Seguramente no tendríamos tanta impunidad legal, tanto criminal en la calle, si no tuviésemos tanta impunidad social, es decir tanta indiferencia ciudadana frente al delito y a los delincuentes.
Por eso creo que los colombianos debemos ser más delatores, más sapos, si se quiere. Sin embargo, la propuesta hecha esta semana por el presidente Uribe para recompensar a universitarios informantes en las comunas de Medellín me parece inapropiada y peligrosa.
Los habitantes de las comunas viven la vida como una guerra. Se calcula que en Medellín operan 145 bandas que imponen el toque de queda en 60 barrios (revista Cambio, enero 28). Quienes allí habitan no ven a la Policía como una autoridad pública sino como un grupo de gente armada que intenta imponer su “ley”, tal como lo hacen otros que no tienen uniforme. Por eso creen que entre los actores armados legales y los ilegales no hay tanta diferencia como entre quienes mandan porque tienen el poder para hacerlo y quienes obedecen porque no tienen otro remedio. En semejante entorno social, “la ley del silencio” es una norma más poderosa que la Constitución o los códigos y la prudencia y el sigilo valen más que el civismo y la cultura ciudadana. Por eso la gente decente que allí vive, que es la gran mayoría, no delata.

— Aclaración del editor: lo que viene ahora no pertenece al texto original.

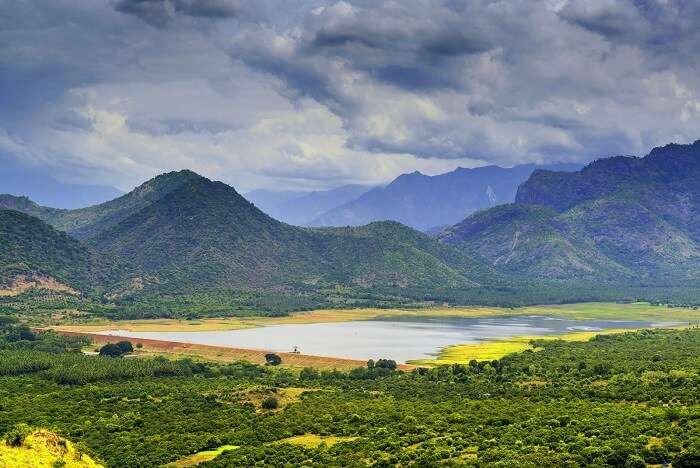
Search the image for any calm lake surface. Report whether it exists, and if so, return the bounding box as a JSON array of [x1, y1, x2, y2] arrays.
[[102, 316, 674, 362]]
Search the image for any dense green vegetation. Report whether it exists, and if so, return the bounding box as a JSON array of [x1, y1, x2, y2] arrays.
[[0, 144, 700, 321], [0, 209, 118, 290], [441, 141, 700, 288], [0, 320, 700, 467]]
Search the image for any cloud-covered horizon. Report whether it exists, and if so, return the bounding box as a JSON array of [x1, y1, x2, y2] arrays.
[[0, 0, 700, 191]]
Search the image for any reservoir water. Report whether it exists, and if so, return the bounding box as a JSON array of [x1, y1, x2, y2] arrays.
[[102, 316, 675, 362]]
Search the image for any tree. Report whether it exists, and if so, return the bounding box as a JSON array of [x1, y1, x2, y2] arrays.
[[374, 359, 396, 370], [265, 353, 282, 366], [262, 396, 279, 409], [100, 343, 124, 357], [117, 341, 134, 354], [5, 423, 32, 447]]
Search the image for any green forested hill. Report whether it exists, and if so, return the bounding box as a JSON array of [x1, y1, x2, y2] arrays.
[[0, 210, 113, 291], [0, 171, 199, 239], [86, 177, 494, 291], [441, 142, 700, 285]]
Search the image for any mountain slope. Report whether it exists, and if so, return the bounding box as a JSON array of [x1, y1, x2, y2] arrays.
[[311, 164, 580, 231], [0, 170, 199, 239], [441, 142, 700, 284], [86, 174, 495, 291], [0, 165, 123, 209], [245, 185, 372, 226], [0, 210, 113, 292]]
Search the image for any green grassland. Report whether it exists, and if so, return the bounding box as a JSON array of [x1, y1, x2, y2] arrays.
[[0, 314, 700, 468], [0, 429, 102, 468], [53, 302, 700, 332]]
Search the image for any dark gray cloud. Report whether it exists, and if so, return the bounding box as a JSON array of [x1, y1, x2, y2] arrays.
[[0, 0, 700, 192], [115, 0, 240, 27]]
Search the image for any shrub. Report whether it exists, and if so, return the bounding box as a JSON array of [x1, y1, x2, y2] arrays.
[[265, 353, 282, 366], [262, 397, 279, 410], [100, 343, 124, 357], [5, 423, 32, 447]]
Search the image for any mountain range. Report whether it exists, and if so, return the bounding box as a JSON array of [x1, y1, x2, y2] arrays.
[[0, 165, 124, 209], [440, 141, 700, 285], [249, 185, 374, 226], [0, 171, 495, 295], [0, 142, 700, 303], [310, 164, 581, 232]]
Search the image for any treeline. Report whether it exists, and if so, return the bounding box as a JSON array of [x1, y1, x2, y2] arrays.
[[0, 320, 700, 468]]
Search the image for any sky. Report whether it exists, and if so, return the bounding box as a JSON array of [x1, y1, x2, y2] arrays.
[[0, 0, 700, 191]]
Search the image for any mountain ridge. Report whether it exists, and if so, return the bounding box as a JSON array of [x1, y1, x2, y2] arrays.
[[310, 164, 580, 232], [440, 142, 700, 284]]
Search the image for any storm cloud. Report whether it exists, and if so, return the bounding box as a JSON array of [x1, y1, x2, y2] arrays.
[[0, 0, 700, 189], [115, 0, 240, 27]]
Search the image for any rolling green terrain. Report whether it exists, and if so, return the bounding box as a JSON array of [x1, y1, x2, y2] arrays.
[[0, 143, 700, 319], [0, 171, 499, 300], [441, 142, 700, 287], [0, 316, 700, 468], [0, 210, 114, 290]]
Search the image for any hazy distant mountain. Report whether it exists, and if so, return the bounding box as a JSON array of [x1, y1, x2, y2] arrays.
[[0, 209, 115, 291], [441, 141, 700, 285], [310, 164, 581, 231], [5, 171, 497, 293], [244, 185, 372, 226], [0, 171, 199, 239], [0, 167, 124, 208], [86, 173, 486, 291]]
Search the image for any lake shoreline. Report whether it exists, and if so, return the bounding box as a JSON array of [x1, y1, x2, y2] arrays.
[[46, 302, 700, 333]]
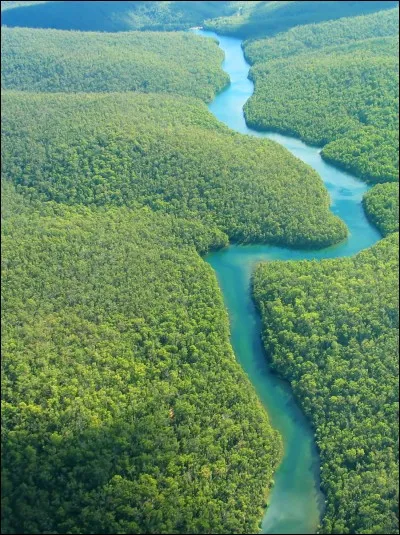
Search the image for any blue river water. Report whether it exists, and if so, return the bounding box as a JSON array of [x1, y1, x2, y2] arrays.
[[196, 30, 381, 534]]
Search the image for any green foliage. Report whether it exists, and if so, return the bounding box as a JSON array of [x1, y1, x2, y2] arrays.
[[0, 0, 46, 11], [244, 8, 399, 64], [363, 183, 399, 236], [245, 10, 399, 182], [253, 234, 398, 533], [2, 92, 347, 247], [2, 0, 235, 32], [1, 28, 229, 101], [1, 185, 281, 534], [205, 0, 397, 39]]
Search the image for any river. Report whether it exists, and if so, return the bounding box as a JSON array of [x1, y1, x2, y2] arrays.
[[195, 30, 381, 534]]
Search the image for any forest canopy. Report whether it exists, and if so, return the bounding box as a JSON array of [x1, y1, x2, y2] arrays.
[[1, 28, 229, 101], [2, 92, 347, 247], [363, 182, 399, 236], [2, 0, 235, 32], [205, 0, 398, 39], [253, 234, 399, 533], [245, 10, 399, 182], [1, 184, 281, 534]]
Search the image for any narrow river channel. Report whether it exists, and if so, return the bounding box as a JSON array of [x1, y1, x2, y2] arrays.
[[196, 30, 380, 534]]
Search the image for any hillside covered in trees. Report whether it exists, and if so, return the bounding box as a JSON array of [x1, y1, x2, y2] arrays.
[[205, 1, 397, 39], [1, 28, 229, 101], [245, 9, 399, 182], [2, 182, 281, 533], [363, 182, 399, 236], [253, 234, 399, 533], [2, 0, 236, 32], [2, 92, 347, 247]]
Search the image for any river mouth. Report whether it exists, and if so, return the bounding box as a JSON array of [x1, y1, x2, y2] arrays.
[[195, 30, 381, 534]]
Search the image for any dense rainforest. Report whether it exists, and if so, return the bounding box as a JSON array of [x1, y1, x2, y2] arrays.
[[253, 234, 399, 533], [2, 92, 347, 247], [245, 9, 399, 182], [1, 28, 229, 101], [363, 182, 399, 236], [2, 0, 237, 32], [205, 0, 398, 39], [2, 184, 281, 534], [1, 1, 398, 534]]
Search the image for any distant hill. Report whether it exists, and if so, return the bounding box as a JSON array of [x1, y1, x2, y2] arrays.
[[205, 1, 398, 38], [2, 1, 235, 32], [1, 28, 229, 101]]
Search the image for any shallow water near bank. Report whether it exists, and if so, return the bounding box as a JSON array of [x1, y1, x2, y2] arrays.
[[195, 30, 381, 534]]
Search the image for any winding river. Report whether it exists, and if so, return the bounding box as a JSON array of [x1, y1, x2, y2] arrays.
[[196, 30, 380, 534]]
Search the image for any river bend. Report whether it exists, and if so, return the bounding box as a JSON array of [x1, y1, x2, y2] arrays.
[[196, 30, 381, 534]]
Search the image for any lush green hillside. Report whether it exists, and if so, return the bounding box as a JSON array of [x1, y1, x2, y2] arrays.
[[245, 10, 399, 182], [2, 92, 346, 247], [253, 234, 398, 533], [363, 183, 399, 236], [0, 0, 46, 11], [1, 183, 281, 534], [205, 1, 397, 38], [244, 8, 399, 64], [2, 0, 235, 32], [1, 28, 229, 101]]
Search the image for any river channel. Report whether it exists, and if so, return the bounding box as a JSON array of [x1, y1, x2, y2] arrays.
[[196, 30, 381, 534]]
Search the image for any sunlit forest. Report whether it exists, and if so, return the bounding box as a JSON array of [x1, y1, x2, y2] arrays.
[[253, 233, 399, 533], [245, 10, 399, 182], [1, 28, 229, 101], [2, 92, 347, 247], [1, 0, 399, 534]]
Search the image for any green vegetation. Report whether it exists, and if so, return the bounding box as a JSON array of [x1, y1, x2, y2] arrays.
[[205, 1, 398, 39], [244, 8, 399, 64], [0, 0, 46, 11], [2, 0, 235, 32], [363, 183, 399, 236], [1, 28, 229, 101], [2, 184, 281, 534], [253, 234, 398, 533], [245, 10, 399, 182], [2, 92, 347, 247]]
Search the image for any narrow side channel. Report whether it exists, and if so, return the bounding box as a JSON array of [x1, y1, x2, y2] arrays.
[[196, 30, 380, 534]]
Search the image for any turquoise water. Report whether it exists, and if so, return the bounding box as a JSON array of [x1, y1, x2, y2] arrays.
[[196, 30, 380, 534]]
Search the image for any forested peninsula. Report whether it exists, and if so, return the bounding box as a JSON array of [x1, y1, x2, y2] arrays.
[[245, 9, 399, 182], [253, 233, 399, 533], [1, 28, 229, 102], [1, 1, 399, 534], [2, 92, 347, 247]]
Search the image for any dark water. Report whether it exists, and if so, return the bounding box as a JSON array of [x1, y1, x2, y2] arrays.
[[196, 31, 380, 534]]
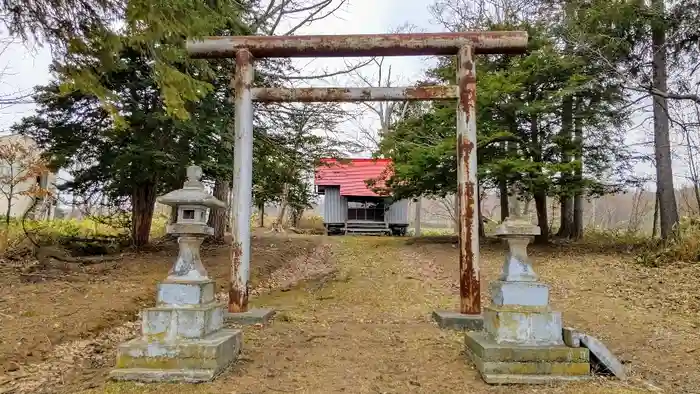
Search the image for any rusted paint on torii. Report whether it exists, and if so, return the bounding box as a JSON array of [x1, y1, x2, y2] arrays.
[[187, 31, 528, 315]]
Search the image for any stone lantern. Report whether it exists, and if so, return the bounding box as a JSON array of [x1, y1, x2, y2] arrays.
[[465, 188, 590, 384], [110, 165, 242, 382]]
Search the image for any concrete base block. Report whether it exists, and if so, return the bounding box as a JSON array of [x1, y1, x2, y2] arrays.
[[224, 308, 275, 326], [109, 330, 243, 382], [491, 281, 549, 307], [484, 305, 564, 345], [465, 332, 591, 384], [156, 279, 215, 307], [141, 302, 225, 341], [433, 311, 484, 331]]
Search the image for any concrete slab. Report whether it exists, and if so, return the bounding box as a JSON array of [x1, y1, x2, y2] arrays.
[[224, 308, 275, 326], [109, 330, 243, 382], [109, 368, 220, 383], [484, 305, 564, 346], [464, 332, 590, 364], [562, 327, 627, 380], [433, 311, 484, 331], [465, 332, 591, 384]]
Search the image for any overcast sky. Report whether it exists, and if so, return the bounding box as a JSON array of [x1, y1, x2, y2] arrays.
[[0, 0, 668, 191]]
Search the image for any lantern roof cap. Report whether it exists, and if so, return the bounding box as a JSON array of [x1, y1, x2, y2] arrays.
[[157, 165, 226, 208]]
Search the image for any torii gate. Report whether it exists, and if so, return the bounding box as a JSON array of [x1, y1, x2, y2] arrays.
[[187, 31, 528, 317]]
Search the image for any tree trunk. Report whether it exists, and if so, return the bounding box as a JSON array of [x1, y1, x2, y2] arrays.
[[3, 184, 12, 225], [131, 183, 156, 248], [498, 178, 508, 222], [272, 183, 289, 232], [258, 203, 265, 228], [557, 96, 574, 238], [571, 103, 584, 239], [651, 0, 679, 239], [209, 179, 229, 243], [534, 190, 549, 244], [454, 193, 459, 234], [476, 185, 486, 238], [651, 191, 659, 238], [413, 197, 422, 237]]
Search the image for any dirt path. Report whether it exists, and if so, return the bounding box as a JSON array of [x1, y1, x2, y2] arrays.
[[83, 237, 656, 394]]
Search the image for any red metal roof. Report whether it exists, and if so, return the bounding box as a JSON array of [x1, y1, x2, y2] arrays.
[[315, 159, 391, 197]]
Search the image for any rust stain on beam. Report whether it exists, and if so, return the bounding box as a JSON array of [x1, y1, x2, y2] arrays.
[[187, 31, 528, 58], [252, 86, 457, 103], [457, 47, 481, 315]]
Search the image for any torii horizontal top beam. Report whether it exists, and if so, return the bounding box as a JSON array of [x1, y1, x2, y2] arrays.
[[187, 31, 528, 59]]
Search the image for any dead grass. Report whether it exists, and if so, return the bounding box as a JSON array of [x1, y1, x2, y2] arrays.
[[0, 236, 700, 394], [0, 232, 315, 374]]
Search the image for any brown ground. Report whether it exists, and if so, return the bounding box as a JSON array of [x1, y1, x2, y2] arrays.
[[0, 237, 700, 394], [0, 232, 318, 374]]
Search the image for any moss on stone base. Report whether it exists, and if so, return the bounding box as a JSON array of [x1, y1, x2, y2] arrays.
[[465, 332, 591, 383]]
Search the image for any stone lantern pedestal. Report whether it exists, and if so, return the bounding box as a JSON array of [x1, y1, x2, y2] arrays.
[[110, 166, 242, 382], [465, 214, 590, 384]]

Pero no sólo en las comunas de Medellín faltan los delatores. Hay que ver el profundo desprecio que existe en todo el país —en las oficinas, en la calles, en los colegios, en el deporte, en la política, etc.— por los llamados sapos. En Colombia el delator es visto como un personaje ruin y despreciable que se pasa del otro lado, del lado de los que mandan. Más aún, aquí ya ni siquiera hay que ser delator para ser considerado sapo, basta con colaborar y hasta con cumplir —con ser pilo, por ejemplo— para ser ubicado en esa categoría. El sapo se tragó al lambón y hoy son la misma cosa.
Uno puede lamentarse de que en Colombia no exista una cultura ciudadana de la denuncia. Yo mismo lo he dicho repetidas veces en esta columna. Pero eso no me lleva a condenar de manera irrestricta a todos los que no denuncian. Ni tampoco a bendecir a todos los que denuncian, entre los cuales puede haber mucho miserable (ya sabemos lo que fueron los delatores en la Revolución Francesa o en la Segunda Guerra Mundial). El hecho es que muchos de los habitantes de la comuna simplemente no denuncian para no morir. El cumplimiento estricto de la ley en territorios dominados por actores armados ilegales es una exigencia heroica —además de inútil y contraproducente— que el Estado no puede reclamar cuando él mismo no es capaz de cumplir con la tarea básica de imponer orden y paz social. Ofrecer dinero para promover la delación en las comunas de Medellín es tanto como echarle leña al fuego.
Pero hay algo más. Cuando el Estado identifica a los delatores potenciales que van a recibir recompensas, como se hace en este caso con los estudiantes universitarios, que son una ínfima minoría, los pone de inmediato en una situación de riesgo. Eso es como si el Gobierno les ofreciera plata a los colombianos que viven en los barrios populares de Caracas, donde mandan los chavistas, para que trabajen como espías contra el gobierno venezolano.